The Gitter

Note!

Before reading this text you must accept and embrace the ideas of democracy, freedom of speech, the belief that rationality, science and the pursuit of truth are essential to the human endeavour.

And that you will under no circumstance use any part of this text in order to deny, question or defame the self-evident correctness of Charles Darwin’s theory.

Never. If I hear, read or get in close contact with the wording: revisionist?

Physics lessons later… it’s called infraction (I think). The black lines including the “shadows” were not actually visible at the time when the picture was taken. It has to do with wavelength among other things.

The light source is LED and the capture is digital (my phone camera). The source is much more uniform than say a lit candle, match or glowing cigarette. The light spectrum is different, it is much narrower.

It is the “cold” light that most observe, the digital camera can capture that difference felt by most. The light feels “cold, that’s probably because there are some bits and pieces of our visible spectrum missing.

Most insects and sea living creatures have a completely different visible spectrum. For example Mantis shrimp can perceive wavelengths of light ranging from deep ultraviolet (UVB) to far-red (300 to 720 nm), that is, infrared and polarized light.

If you were a shrimp and peeked at the sky and ordinary day? It would look quite differently. if you happened to be a Mantis shrimp, that is.

The shrimps perception of the World is radically different from any of us humans’ and bizarrely advanced. We have machines that can do that, but naturally, continuously and in parallel? I always and still until this day wonder how do we now for a fact what shrimps do and do not see?

The unanswered (according to me) questions existing in Charles Robert Darwin’s The Origin of Species by Means of Natural Selection, or the Preservation of Favoured Races in the Struggle for Life theory published on 24 November 1859 are clearly visible here (sorry).

The extreme specializations, plain exaggerations versus (system) optimization? The shear number of species is in itself not/never explained.

That is somewhat unsystematic and possibly problematic, in the theory itself. There’s no doubt in my mind that is correct, yet there seems to be a hidden complexity that is something all together different. There are temporal problems as well.

– Why would a crustacean, a shrimp develop (over millennia) the most advanced visual system that we know of?
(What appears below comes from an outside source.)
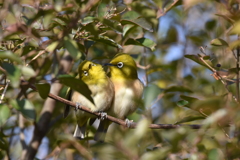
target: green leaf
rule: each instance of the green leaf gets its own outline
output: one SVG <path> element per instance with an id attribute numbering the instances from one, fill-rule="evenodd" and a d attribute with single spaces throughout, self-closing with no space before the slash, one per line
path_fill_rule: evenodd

– It is an evolutionary advantage and because there is time to do so.

– That is not an answer to the (my) question. Why does evolution have to take time? It seems rather more like a computational question?

Deep ultraviolet (UVB) to far-red (300 to 720 nm) and polarized light! The most advanced visual apparatus on the entire planet belongs to a species of crustacean, that is in fact a shrimp?

We build highly specialised and complex equipment: telescopes, satellites and other stuff in order to study the universe and then a species of shrimp are born with the ability to do the exact same thing, better, faster and simultaneously? That is just… bizarre.

– What about optimization? Deep ultraviolet to infrared and polarized light? A shrimp? Why?

– Well, it’s their natural habitat and they’re superfast and hey, they can’t still not detect X-rays?

– We can’t even build that into one unit and most definitely not on that scale? There is something really, really, fishy going on right here…

To a seeing entity the ones seeing other things must be the most extreme thing? Bats, dolphins and others “see” sound (echo-location) and the deep sea living creatures that never see the light of day ever… what about them and what about the concept of “reality”?